Extrait d’une lettre de M. L’abbé Chauffret, aumônier militaire à la…division.
« Il ne m’est pas possible de préciser quel jour, mais sûrement dans la première semaine de juillet 1916, un de nos régiments coloniaux entrait dans le village. L’église bombardée flambait. UN groupe de marsouins y pénètre et remarque aussitôt aux murs du sanctuaire un grand drapeau français, avec l’insigne du Sacré-Cœur, que les Allemands avaient respecté depuis 1914. Devant l’autel garni, les bouquets commençaient à se faner. Nos hommes entrent dans la sacristie, sur les meubles, des livres de prière, des tracts, des cantiques en allemand. Dans les armoires, ils trouvent des calices, des ciboires, des ornements. A la hâte, ils enlèvent ce qui leur parait le plus précieux. Comme ils vont sortir, l’un d’eux a l’idée de regarder dans le tabernacle : un ciboire plein d’hosties y était resté. Le soldat l’enlève et toute la troupe repart sous les obus qui continuent de pleuvoir.

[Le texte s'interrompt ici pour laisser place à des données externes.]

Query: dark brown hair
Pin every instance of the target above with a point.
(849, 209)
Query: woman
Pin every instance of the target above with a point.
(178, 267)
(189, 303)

« Mais ce n’était pas du tout d’avoir sauvé les vases sacrés ; qu’allait-on faire de ce butin précieux repris aux Boches ? Le combat fini on va trouver le colonel, très populaire et très aimé de ses marsouins ; on lui expose le cas. Le colonel donne l’ordre aux sapeurs de faire une grande caisse, on mettra dedans ciboires, calice et ornements pour envoyer le tout à l’aumônier divisionnaire. Restait un problème embarrassant : le ciboire contenant les saintes espèces, qu’allait-on en faire ? Nous avons « sauvé » le bon Dieu et nous ne savons où le mettre ! disaient les coloniaux avec leur savoureux accent du midi. Il faut bien se « débrouiller » et l’un d’eux avisant un pan de mur encore debout une vaste boite aux lettre qui avait dû, pendant des mois contenir tout le courrier de la garnison allemande : « On va toujours y mettre le bon Dieu, du moins comme cela il sera tout seul ! » Ainsi firent nos marsouins, et pendant les vingt-quatre heures que le ciboire resta dans ce tabernacle improvisé, on aurait pu voir de temps à autre un de ces braves enfants esquisser, en passant, une rapide génuflexion devant la boite aux lettre de Flaucourt.
« Quelques jours après, grâce à la complaisance d’un payeur aux armées, l’évêché d’Amiens rentrait en possession des biens de cette église séquestrée par l’ennemi depuis bientôt deux ans.